Reebok’s recent Seaport opening follows New Balance’s move to the bustling new Boston Landing development in Allston and Converse’s shift to the fast-changing North Station area.  Both Reebok and Converse left long-time suburban headquarters in their efforts to tap into a highly skilled millennial workforce that is at the forefront of the healthy lifestyle associated with the athletic footwear industry. These moves help bring companies closer to their consumers and also represent an opportunity to re-imagine the modern workplace.

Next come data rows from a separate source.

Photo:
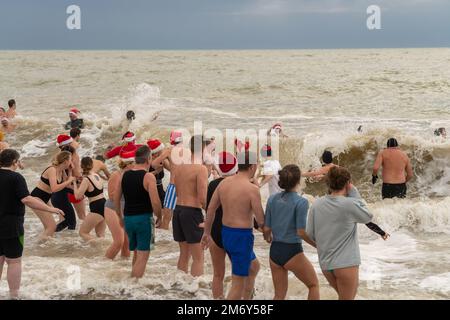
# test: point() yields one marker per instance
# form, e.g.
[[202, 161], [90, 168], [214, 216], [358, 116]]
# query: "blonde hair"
[[123, 164], [61, 158]]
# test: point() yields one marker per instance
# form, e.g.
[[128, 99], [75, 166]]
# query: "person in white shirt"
[[270, 173]]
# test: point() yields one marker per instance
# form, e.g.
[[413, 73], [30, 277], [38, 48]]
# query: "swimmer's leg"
[[14, 276], [183, 260], [218, 257], [250, 280], [304, 271], [198, 258], [347, 280], [280, 281], [237, 288]]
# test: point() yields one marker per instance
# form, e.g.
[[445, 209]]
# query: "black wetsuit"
[[159, 185], [78, 123]]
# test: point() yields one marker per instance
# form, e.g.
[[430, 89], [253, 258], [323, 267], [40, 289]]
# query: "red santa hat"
[[176, 137], [129, 137], [63, 140], [128, 153], [155, 145], [228, 164], [74, 111]]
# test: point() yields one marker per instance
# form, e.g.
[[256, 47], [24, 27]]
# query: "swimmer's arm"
[[257, 208], [213, 205], [54, 185], [78, 192], [265, 180], [378, 163], [202, 186], [164, 155], [117, 197], [409, 172], [154, 197], [302, 233]]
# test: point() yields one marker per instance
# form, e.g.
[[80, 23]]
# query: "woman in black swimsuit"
[[92, 187], [53, 180]]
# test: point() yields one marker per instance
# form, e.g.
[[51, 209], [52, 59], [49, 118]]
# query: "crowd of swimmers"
[[226, 185]]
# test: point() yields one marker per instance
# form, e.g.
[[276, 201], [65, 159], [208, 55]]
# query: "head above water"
[[9, 158], [12, 103], [392, 143], [327, 157], [338, 178], [131, 115], [290, 177], [143, 155]]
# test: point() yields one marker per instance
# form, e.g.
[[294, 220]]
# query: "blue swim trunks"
[[170, 200], [141, 231], [238, 244]]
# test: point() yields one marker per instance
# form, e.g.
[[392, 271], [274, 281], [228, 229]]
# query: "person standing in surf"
[[332, 225], [241, 202], [397, 170], [191, 183], [285, 227], [14, 196], [142, 203]]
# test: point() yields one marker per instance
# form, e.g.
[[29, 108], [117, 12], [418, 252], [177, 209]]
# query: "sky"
[[222, 24]]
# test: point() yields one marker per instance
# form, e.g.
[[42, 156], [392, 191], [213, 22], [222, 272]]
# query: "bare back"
[[191, 182], [395, 166], [236, 195]]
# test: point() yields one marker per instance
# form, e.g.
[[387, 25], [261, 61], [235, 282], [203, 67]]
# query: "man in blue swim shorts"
[[239, 198]]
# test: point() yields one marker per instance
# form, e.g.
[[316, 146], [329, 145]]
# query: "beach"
[[320, 96]]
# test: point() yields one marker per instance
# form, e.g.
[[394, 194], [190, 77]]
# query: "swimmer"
[[129, 144], [75, 120], [191, 183], [92, 187], [14, 196], [397, 170], [327, 160], [142, 204], [131, 115], [54, 179], [337, 238], [270, 171], [241, 201], [440, 132], [170, 199], [228, 167], [11, 113], [276, 131], [112, 215], [3, 144], [286, 215], [100, 168]]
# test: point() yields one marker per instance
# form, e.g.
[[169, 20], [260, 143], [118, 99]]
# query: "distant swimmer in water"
[[276, 131], [397, 170], [100, 168], [3, 144], [440, 132], [92, 187], [75, 120], [327, 160], [131, 115], [129, 143], [11, 113]]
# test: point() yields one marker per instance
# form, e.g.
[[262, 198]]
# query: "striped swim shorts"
[[170, 200]]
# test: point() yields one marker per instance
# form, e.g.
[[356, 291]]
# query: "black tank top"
[[137, 200], [95, 192], [159, 177]]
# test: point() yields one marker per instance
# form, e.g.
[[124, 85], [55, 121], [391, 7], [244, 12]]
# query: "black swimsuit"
[[97, 206], [41, 194]]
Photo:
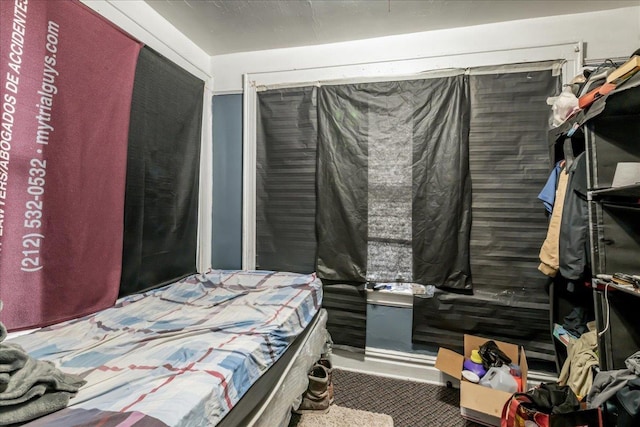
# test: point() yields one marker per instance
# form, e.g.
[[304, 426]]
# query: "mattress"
[[183, 354]]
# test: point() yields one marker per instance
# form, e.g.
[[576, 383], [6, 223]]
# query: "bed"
[[225, 348]]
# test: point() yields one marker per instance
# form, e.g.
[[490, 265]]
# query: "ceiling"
[[228, 26]]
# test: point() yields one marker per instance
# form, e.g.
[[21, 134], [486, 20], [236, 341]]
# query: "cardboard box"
[[479, 403]]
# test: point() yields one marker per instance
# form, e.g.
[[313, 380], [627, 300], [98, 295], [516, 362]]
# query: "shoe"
[[492, 356], [316, 398], [327, 365]]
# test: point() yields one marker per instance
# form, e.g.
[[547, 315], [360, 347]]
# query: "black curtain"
[[286, 180], [509, 166], [393, 183], [163, 166]]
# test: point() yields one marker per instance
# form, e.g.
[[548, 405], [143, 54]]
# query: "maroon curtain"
[[67, 77]]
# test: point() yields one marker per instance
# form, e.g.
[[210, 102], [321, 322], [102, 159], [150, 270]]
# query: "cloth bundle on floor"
[[30, 388]]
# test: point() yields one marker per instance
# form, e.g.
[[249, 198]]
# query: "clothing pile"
[[30, 388], [618, 393]]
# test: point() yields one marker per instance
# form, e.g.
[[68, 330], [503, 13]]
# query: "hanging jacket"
[[574, 227], [581, 356], [549, 252]]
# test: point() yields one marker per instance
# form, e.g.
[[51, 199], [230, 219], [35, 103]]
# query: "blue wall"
[[226, 245]]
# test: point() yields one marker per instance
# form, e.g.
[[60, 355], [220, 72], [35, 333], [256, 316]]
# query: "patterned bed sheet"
[[183, 354]]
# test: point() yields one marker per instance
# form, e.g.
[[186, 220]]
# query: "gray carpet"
[[410, 403]]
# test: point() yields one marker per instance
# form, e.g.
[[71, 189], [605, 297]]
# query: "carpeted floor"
[[343, 417], [410, 403]]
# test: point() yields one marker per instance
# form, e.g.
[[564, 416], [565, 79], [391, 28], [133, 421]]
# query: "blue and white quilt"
[[181, 354]]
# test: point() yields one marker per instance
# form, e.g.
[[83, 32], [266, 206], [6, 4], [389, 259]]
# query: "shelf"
[[626, 288], [622, 191], [610, 105]]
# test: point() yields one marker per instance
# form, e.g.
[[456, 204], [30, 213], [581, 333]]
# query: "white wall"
[[607, 34]]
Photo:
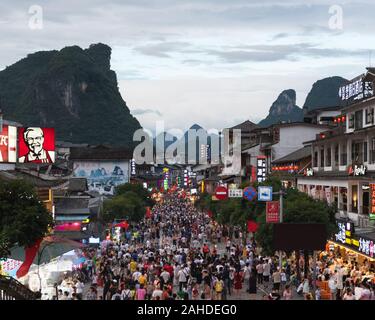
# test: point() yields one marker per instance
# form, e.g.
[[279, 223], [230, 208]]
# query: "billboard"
[[8, 144], [36, 145], [261, 168], [299, 236], [102, 176]]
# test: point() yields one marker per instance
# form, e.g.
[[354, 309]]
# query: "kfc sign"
[[261, 169], [8, 143], [272, 212], [36, 145]]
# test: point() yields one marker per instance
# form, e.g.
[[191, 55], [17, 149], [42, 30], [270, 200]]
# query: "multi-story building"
[[343, 159], [275, 142]]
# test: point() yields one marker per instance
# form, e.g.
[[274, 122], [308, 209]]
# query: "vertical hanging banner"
[[166, 178], [186, 178], [272, 212], [372, 199], [132, 163], [261, 168]]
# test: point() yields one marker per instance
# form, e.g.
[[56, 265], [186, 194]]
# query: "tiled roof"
[[295, 156]]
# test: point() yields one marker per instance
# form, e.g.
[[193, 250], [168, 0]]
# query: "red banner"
[[36, 145], [252, 226], [272, 212]]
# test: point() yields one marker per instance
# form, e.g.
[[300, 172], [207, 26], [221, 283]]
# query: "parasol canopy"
[[43, 251]]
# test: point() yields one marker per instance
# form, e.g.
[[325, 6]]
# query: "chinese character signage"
[[272, 212], [372, 199], [357, 170], [8, 143], [261, 169], [36, 145], [358, 89], [166, 178], [235, 193], [347, 237]]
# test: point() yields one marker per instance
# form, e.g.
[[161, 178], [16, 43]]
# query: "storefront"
[[352, 246]]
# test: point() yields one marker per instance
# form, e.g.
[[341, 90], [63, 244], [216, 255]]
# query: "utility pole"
[[280, 193], [314, 271]]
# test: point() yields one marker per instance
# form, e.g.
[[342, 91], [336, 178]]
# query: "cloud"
[[137, 112], [162, 49], [281, 35]]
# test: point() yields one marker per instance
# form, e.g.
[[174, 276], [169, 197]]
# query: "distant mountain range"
[[73, 90]]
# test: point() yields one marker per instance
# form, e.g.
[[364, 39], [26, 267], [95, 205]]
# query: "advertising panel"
[[272, 212], [8, 144], [261, 168], [102, 176], [36, 145]]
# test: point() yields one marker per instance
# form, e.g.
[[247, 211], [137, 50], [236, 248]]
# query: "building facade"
[[343, 159]]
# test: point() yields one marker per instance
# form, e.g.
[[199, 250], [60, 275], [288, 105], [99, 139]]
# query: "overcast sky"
[[211, 62]]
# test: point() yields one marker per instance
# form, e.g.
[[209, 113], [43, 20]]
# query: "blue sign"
[[249, 193], [264, 193]]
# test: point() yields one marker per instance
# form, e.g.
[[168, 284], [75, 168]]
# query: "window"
[[336, 154], [351, 121], [372, 151], [358, 119], [356, 152], [369, 116], [343, 155]]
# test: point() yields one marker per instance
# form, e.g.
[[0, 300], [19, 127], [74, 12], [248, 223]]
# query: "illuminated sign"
[[358, 89], [261, 169], [133, 172], [357, 170], [8, 143], [186, 178], [166, 178], [235, 193], [36, 145]]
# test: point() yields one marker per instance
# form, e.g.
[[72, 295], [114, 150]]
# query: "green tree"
[[23, 217], [130, 202], [298, 208]]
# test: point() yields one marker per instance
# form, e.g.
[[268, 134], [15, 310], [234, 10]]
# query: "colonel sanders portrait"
[[34, 140]]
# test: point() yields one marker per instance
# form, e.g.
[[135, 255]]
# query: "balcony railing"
[[357, 157], [343, 206], [364, 210]]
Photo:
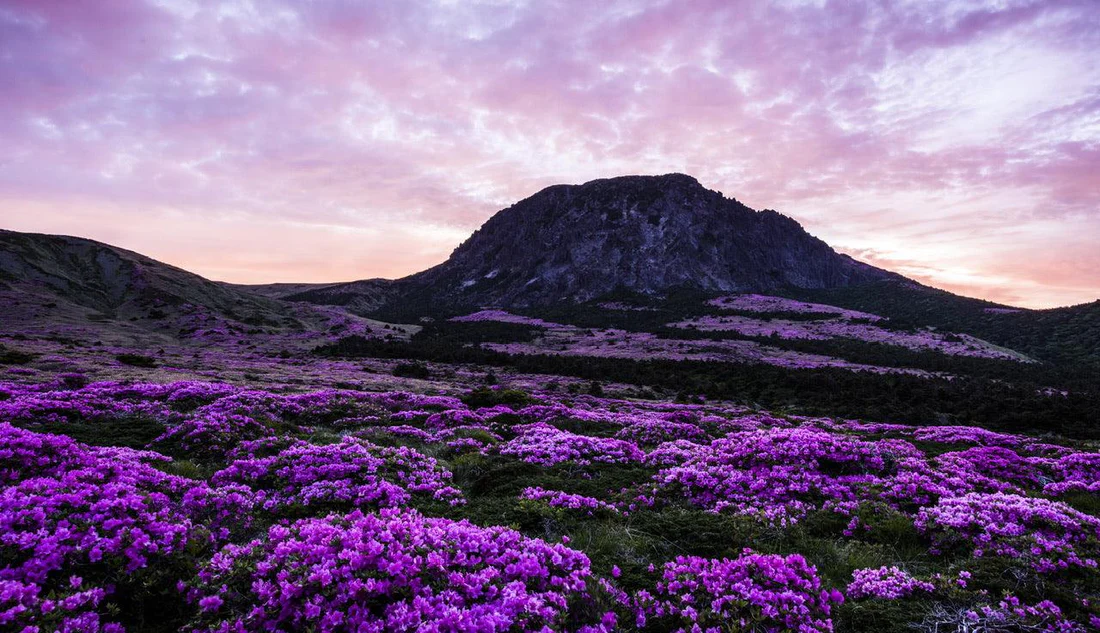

Reebok’s new facility, which replaces the Canton office it opened in 2000, brings 700 workers to the Seaport’s Innovation and Design building. The facility features plenty of open space and natural lighting, and its white, black and gray tones throughout the office space give a modern and innovative feel to the former warehouse building. The five-story, 220,000 s/f headquarters also offers a number of amenities including a two-story gym, a mile-long running track around the building, a retail store and more – it has been named the “Home of Fitness.” In this way, Reebok has found another way to attract a new workforce of millennials that supports their brand as both an experience and a lifestyle choice.

Similarly, last year New Balance set up a home in Allston for its expanded new world headquarters, as part of the burgeoning mixed-use development Boston Landing. The new headquarters features communal workspace, direct views of Boston, and was designed in a modern fashion to foster a collaborative environment for the millennial worker. With the open floor plan and the electronic and digital engagement available to its employees, New Balance was able to create a workplace that is attractive to the new generation of hires in the city looking to work for a brand that fits their way of life.

In April 2015, Converse moved its corporate headquarters, and 500-person workforce, from North Andover to Boston’s North Station area. They occupy 214,000 s/f of office space at Lovejoy Wharf, near TD Garden and close to both commuter rail and the T. The 10-story office’s full glass windows and its outdoor decks provide a dynamic view of the waterfront and the Charles River. The building itself celebrates the company’s creative culture by combining its original old brick walls with a new open design concept. It also has an open atrium complete with a central staircase connecting all floors. A 3,500 s/f Converse store is located right at LoveJoy Wharf as well, in addition to a Converse Rubber Tracks recording studio.

By incorporating each of the modern design elements of the building and office space, as well as the retail store and recording studio, Converse was able to create a modish, creative work environment that represents the Converse brand and attracts creative talent. And in the process Converse reinforces a key region of local neighborhood revitalization.

The desire from Massachusetts shoe companies to shift their corporate jobs into the city and create state-of-the-art office spaces should likely continue, as more companies seek to tap Boston’s rich educational and cultural resources. This allows large corporations to compete with other companies and startups in the city by embracing employees’ preference to live, work and play within the same general vicinity.